Important metabolic pathways are:

General pathways

• Carbohydrate metabolism
• Fatty acid metabolism
• Protein metabolism
• Nucleic Acid metabolism

Carbohydrate Metabolism

Carbohydrates made up of carbon, hydrogen, and oxygen atoms are classified as mono-,
di-, and polysaccharides, depending on the number of sugar units they contain. The
monosaccharides—glucose, galactose, and fructose—obtained from the digestion of food
are transported from the intestinal mucosa via the portal vein to the liver. They may be
utilized directly for energy by all tissues; temporarily stored as glycogen in the liver or in
muscle; or converted to fat, amino acids, and other biological compounds.

Carbohydrate metabolism plays an important role in both types of diabetes mellitus. The
entry of glucose into most tissues—including heart, muscle, and adipose tissue—is
dependent upon the presence of the hormone insulin. Insulin controls the uptake and
metabolism of glucose in these cells and plays a major role in regulating the blood
glucose concentration. The reactions of carbohydrate metabolism cannot take place
without the presence of the B vitamins, which function as coenzymes. Phosphorous,
magnesium, iron, copper, manganese, zinc and chromium are also necessary as cofactors.

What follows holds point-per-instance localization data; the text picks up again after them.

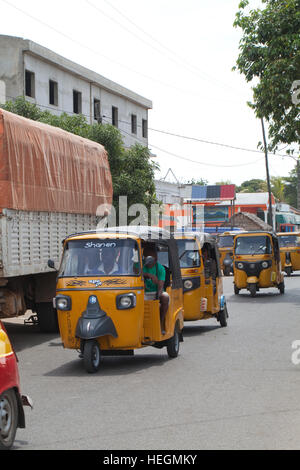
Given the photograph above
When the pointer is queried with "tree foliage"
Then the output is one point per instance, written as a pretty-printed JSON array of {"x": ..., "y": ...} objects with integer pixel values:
[{"x": 270, "y": 54}]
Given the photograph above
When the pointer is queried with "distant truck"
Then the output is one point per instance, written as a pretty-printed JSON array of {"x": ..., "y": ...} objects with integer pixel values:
[{"x": 51, "y": 184}]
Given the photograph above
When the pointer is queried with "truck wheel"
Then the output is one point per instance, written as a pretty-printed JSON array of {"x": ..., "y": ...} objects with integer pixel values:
[
  {"x": 8, "y": 418},
  {"x": 47, "y": 317},
  {"x": 173, "y": 344},
  {"x": 252, "y": 289},
  {"x": 91, "y": 356}
]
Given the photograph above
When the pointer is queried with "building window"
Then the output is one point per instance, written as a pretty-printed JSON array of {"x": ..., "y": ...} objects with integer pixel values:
[
  {"x": 29, "y": 84},
  {"x": 114, "y": 118},
  {"x": 145, "y": 128},
  {"x": 77, "y": 102},
  {"x": 133, "y": 124},
  {"x": 53, "y": 93},
  {"x": 97, "y": 110}
]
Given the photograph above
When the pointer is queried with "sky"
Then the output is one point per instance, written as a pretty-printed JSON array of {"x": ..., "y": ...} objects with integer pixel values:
[{"x": 177, "y": 54}]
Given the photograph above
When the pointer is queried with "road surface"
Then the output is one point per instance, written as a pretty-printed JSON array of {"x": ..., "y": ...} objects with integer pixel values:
[{"x": 230, "y": 388}]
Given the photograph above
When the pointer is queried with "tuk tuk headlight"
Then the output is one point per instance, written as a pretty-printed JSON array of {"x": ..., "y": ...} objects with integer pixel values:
[
  {"x": 126, "y": 301},
  {"x": 188, "y": 284},
  {"x": 62, "y": 302}
]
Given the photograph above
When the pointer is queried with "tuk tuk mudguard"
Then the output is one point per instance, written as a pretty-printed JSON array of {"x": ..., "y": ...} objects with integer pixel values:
[{"x": 94, "y": 322}]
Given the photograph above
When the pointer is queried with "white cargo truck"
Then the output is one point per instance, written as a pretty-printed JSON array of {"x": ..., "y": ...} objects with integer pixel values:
[{"x": 51, "y": 184}]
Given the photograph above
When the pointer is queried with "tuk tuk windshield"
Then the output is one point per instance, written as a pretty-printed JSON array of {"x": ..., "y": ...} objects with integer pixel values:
[
  {"x": 108, "y": 257},
  {"x": 226, "y": 241},
  {"x": 253, "y": 245},
  {"x": 289, "y": 240},
  {"x": 188, "y": 253}
]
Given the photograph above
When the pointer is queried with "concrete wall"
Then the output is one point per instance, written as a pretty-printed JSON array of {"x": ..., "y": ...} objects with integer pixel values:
[{"x": 18, "y": 55}]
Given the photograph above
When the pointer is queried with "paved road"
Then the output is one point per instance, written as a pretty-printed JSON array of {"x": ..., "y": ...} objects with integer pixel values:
[{"x": 230, "y": 388}]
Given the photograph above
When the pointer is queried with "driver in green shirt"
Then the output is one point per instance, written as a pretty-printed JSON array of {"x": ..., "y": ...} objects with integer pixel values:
[{"x": 155, "y": 276}]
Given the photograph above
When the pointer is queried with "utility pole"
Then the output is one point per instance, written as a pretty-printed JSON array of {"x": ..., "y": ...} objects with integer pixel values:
[{"x": 268, "y": 176}]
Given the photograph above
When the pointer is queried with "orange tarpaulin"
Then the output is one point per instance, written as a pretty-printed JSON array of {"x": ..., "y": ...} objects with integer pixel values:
[{"x": 44, "y": 168}]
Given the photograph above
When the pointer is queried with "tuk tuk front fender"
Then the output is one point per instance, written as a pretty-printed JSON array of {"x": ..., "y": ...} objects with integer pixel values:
[{"x": 252, "y": 280}]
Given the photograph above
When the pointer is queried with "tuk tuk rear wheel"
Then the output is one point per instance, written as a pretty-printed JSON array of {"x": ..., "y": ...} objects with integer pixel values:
[
  {"x": 91, "y": 356},
  {"x": 173, "y": 344}
]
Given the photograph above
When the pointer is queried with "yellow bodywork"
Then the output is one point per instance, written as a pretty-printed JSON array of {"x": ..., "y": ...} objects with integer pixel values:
[
  {"x": 269, "y": 277},
  {"x": 294, "y": 252},
  {"x": 200, "y": 303}
]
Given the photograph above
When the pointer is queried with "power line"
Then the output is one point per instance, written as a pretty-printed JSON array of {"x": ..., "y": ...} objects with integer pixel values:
[
  {"x": 196, "y": 139},
  {"x": 192, "y": 67}
]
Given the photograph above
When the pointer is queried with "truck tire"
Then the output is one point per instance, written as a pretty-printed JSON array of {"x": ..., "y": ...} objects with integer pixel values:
[
  {"x": 8, "y": 419},
  {"x": 47, "y": 317}
]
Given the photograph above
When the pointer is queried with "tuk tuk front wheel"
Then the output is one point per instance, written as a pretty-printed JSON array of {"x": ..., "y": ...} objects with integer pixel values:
[
  {"x": 173, "y": 344},
  {"x": 236, "y": 290},
  {"x": 91, "y": 356},
  {"x": 281, "y": 288},
  {"x": 222, "y": 316},
  {"x": 226, "y": 271}
]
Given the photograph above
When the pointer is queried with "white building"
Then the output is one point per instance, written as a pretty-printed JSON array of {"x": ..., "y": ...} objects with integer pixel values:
[{"x": 59, "y": 85}]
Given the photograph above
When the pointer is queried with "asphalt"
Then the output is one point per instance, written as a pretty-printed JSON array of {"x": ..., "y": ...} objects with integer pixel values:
[{"x": 230, "y": 388}]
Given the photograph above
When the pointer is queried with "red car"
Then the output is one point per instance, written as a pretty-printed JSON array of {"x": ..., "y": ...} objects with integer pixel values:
[{"x": 11, "y": 401}]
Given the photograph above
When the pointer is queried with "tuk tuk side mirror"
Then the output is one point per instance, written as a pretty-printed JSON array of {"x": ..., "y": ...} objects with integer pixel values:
[
  {"x": 51, "y": 264},
  {"x": 149, "y": 260}
]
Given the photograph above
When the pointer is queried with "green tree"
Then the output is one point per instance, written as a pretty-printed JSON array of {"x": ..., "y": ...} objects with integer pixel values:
[
  {"x": 270, "y": 55},
  {"x": 290, "y": 188}
]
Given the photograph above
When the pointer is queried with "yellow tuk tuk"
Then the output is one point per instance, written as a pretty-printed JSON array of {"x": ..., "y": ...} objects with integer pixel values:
[
  {"x": 100, "y": 297},
  {"x": 225, "y": 245},
  {"x": 202, "y": 277},
  {"x": 257, "y": 262},
  {"x": 289, "y": 244}
]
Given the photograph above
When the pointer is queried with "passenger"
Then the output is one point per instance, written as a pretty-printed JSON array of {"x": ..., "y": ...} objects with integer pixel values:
[{"x": 155, "y": 276}]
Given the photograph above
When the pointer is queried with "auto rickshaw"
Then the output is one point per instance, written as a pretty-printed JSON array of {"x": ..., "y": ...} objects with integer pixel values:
[
  {"x": 202, "y": 277},
  {"x": 11, "y": 401},
  {"x": 289, "y": 244},
  {"x": 257, "y": 262},
  {"x": 225, "y": 245},
  {"x": 101, "y": 302}
]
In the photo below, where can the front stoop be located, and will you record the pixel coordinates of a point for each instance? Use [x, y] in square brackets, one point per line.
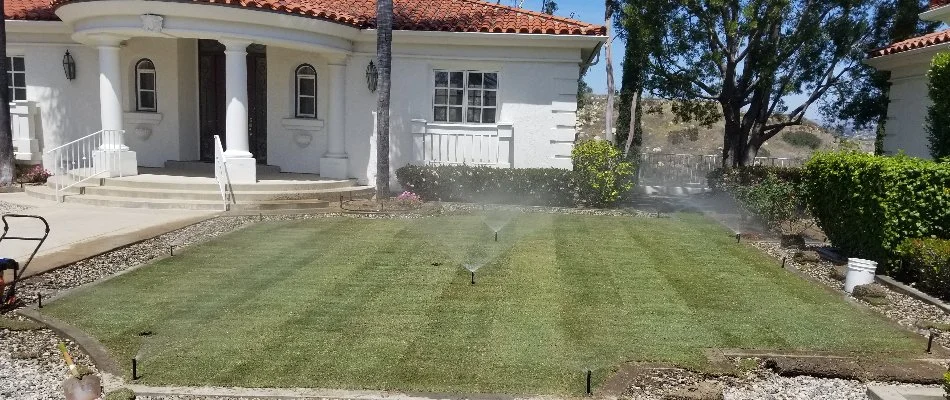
[881, 392]
[203, 193]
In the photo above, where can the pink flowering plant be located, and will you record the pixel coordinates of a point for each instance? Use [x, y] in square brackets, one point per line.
[34, 174]
[409, 199]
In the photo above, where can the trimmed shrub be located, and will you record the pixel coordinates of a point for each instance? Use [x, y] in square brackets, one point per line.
[927, 262]
[601, 174]
[776, 203]
[463, 183]
[802, 139]
[727, 178]
[938, 113]
[867, 205]
[32, 174]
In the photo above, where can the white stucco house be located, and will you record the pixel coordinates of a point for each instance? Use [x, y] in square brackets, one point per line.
[908, 61]
[288, 83]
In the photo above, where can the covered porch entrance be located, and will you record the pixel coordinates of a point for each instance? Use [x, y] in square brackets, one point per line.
[212, 98]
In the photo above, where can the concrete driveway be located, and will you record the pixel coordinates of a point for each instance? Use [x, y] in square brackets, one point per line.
[79, 231]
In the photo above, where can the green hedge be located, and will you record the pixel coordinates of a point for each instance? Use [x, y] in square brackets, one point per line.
[462, 183]
[867, 205]
[720, 178]
[926, 262]
[938, 113]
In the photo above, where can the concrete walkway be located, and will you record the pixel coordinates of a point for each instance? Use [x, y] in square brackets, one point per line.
[79, 231]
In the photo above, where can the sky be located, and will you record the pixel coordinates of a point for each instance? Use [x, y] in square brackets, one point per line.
[592, 11]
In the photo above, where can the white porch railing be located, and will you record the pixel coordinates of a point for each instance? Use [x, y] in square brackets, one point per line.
[221, 174]
[23, 126]
[91, 156]
[449, 144]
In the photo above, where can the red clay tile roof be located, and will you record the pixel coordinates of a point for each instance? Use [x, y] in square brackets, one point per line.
[931, 39]
[415, 15]
[38, 10]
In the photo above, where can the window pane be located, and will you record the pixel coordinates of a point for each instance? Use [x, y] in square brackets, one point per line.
[457, 79]
[455, 114]
[441, 79]
[441, 96]
[475, 80]
[306, 70]
[491, 81]
[308, 87]
[455, 97]
[490, 98]
[147, 100]
[488, 115]
[147, 81]
[474, 97]
[440, 114]
[474, 115]
[307, 106]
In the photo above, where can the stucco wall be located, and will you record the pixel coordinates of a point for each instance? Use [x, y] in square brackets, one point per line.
[67, 109]
[537, 95]
[153, 143]
[294, 148]
[906, 114]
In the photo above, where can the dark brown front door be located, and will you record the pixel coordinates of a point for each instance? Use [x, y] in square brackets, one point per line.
[212, 101]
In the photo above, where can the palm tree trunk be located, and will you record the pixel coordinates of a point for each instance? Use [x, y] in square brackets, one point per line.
[609, 112]
[384, 53]
[6, 135]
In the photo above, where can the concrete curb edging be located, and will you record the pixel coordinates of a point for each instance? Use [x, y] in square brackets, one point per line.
[909, 291]
[879, 392]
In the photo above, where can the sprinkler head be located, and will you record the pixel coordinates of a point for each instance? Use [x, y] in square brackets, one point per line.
[588, 383]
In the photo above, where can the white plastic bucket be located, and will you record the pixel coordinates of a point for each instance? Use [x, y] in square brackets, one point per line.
[860, 272]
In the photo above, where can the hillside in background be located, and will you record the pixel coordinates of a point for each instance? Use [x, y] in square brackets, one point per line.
[662, 135]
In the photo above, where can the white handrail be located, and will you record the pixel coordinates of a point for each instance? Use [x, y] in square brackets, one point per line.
[86, 158]
[221, 174]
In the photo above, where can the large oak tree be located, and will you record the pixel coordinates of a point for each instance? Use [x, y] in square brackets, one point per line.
[740, 60]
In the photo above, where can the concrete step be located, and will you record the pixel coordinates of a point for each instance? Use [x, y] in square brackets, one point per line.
[240, 196]
[128, 202]
[200, 200]
[201, 166]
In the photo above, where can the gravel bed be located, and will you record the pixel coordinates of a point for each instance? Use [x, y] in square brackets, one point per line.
[31, 367]
[905, 310]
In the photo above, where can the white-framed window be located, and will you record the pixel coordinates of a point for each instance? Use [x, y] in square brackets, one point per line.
[306, 91]
[17, 78]
[146, 97]
[465, 96]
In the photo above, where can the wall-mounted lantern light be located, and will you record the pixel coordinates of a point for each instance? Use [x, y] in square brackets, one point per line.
[372, 76]
[69, 66]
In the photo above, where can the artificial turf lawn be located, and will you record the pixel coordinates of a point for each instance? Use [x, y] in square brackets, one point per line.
[384, 304]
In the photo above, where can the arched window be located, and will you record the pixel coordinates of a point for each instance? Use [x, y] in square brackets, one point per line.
[146, 98]
[306, 93]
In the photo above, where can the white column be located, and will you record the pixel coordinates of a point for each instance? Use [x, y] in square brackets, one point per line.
[113, 155]
[110, 92]
[242, 168]
[335, 164]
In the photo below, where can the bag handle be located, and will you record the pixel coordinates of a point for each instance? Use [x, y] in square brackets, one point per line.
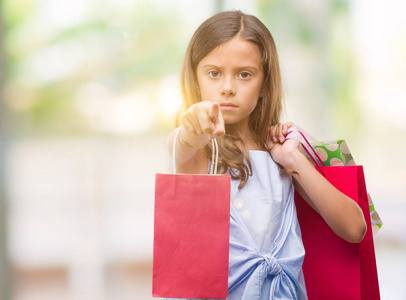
[214, 155]
[308, 153]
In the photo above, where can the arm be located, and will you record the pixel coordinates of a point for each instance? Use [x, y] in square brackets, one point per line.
[201, 122]
[340, 212]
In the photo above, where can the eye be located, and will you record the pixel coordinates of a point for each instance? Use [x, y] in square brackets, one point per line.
[214, 74]
[244, 75]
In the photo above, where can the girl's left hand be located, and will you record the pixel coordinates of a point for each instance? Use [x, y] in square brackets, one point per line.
[282, 150]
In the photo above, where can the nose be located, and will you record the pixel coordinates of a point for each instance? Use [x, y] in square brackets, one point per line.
[228, 87]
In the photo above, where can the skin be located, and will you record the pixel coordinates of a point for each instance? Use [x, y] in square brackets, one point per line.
[230, 80]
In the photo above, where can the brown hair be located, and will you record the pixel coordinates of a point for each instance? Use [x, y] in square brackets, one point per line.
[213, 32]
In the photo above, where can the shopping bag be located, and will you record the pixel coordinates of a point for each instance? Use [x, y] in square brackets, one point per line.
[337, 153]
[333, 153]
[333, 268]
[191, 235]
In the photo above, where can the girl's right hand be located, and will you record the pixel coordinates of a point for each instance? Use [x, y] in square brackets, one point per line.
[200, 123]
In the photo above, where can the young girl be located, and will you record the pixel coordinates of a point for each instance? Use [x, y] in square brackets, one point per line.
[232, 91]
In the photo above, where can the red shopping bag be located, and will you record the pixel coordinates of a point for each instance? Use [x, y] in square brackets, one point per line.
[334, 268]
[191, 236]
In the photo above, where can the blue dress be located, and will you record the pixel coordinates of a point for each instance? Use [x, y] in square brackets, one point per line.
[266, 249]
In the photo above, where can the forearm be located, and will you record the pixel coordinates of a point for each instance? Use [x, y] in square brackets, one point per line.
[340, 212]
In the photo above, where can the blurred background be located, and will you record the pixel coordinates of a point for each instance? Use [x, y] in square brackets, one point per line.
[89, 92]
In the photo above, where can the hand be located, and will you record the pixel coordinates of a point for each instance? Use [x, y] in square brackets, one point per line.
[200, 123]
[282, 150]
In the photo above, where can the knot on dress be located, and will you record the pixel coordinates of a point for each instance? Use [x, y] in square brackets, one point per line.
[272, 265]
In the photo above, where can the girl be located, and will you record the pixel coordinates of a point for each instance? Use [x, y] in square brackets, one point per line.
[232, 91]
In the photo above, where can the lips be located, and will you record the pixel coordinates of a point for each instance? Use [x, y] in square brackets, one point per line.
[227, 106]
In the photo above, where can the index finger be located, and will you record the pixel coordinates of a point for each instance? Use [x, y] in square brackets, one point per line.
[214, 111]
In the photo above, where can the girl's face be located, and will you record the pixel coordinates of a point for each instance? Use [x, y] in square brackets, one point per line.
[232, 76]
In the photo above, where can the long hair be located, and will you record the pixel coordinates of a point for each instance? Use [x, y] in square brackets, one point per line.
[213, 32]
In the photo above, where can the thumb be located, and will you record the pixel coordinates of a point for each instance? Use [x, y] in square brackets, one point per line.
[218, 121]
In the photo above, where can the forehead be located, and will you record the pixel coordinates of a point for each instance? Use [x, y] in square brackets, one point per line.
[234, 52]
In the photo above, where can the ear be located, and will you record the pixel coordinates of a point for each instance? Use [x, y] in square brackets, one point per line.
[261, 92]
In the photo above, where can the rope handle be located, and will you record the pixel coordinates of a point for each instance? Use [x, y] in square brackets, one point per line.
[308, 153]
[214, 155]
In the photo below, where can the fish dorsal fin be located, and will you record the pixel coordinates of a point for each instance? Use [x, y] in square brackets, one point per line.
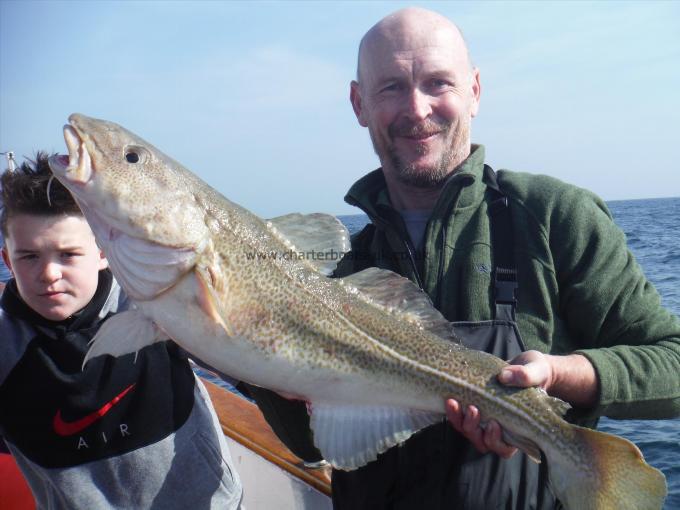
[320, 239]
[352, 436]
[399, 295]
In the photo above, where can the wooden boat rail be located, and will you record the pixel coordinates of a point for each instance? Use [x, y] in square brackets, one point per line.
[242, 421]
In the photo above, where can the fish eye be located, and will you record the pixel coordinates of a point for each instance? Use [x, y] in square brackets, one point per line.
[136, 154]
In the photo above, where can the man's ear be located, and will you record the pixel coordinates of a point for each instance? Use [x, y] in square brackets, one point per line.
[5, 258]
[476, 92]
[103, 261]
[355, 99]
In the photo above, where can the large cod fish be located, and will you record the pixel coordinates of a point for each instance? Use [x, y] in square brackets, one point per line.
[369, 353]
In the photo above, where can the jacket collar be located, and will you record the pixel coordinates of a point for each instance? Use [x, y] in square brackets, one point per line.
[370, 192]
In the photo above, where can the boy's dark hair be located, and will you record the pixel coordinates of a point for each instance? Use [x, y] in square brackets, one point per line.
[24, 191]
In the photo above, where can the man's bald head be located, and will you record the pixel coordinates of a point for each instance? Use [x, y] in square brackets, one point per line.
[416, 92]
[408, 28]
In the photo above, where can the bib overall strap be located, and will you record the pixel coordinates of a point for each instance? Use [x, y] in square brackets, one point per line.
[502, 245]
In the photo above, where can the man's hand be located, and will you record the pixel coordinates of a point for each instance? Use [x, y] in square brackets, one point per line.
[467, 422]
[571, 378]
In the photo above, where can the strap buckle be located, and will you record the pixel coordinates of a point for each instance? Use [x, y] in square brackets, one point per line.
[506, 285]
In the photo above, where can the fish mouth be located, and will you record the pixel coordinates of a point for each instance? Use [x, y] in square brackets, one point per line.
[77, 166]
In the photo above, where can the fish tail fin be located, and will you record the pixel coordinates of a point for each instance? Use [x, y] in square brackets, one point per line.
[615, 475]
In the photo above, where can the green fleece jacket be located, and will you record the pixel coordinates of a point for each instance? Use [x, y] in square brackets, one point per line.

Carbohydrate metabolism begins with glycolysis, which releases energy from glucose or
glycogen to form two molecules of pyruvate, which enter the Krebs cycle (or citric acid
cycle), an oxygen-requiring process, through which they are completely oxidized. Before
the Krebs cycle can begin, pyruvate loses a carbon dioxide group to form acetyl
coenzyme A (acetyl-CoA). This reaction is irreversible and has important metabolic
consequences. The conversion of pyruvate to acetyl-CoA requires the B vitamins.

The hydrogen in carbohydrate is carried to the electron transport chain, where the energy
is conserved in ATP molecules. Metabolism of one molecule of glucose yields thirty-one
molecules of ATP. The energy released from ATP through hydrolysis (a chemical reaction
with water) can then be used for biological work.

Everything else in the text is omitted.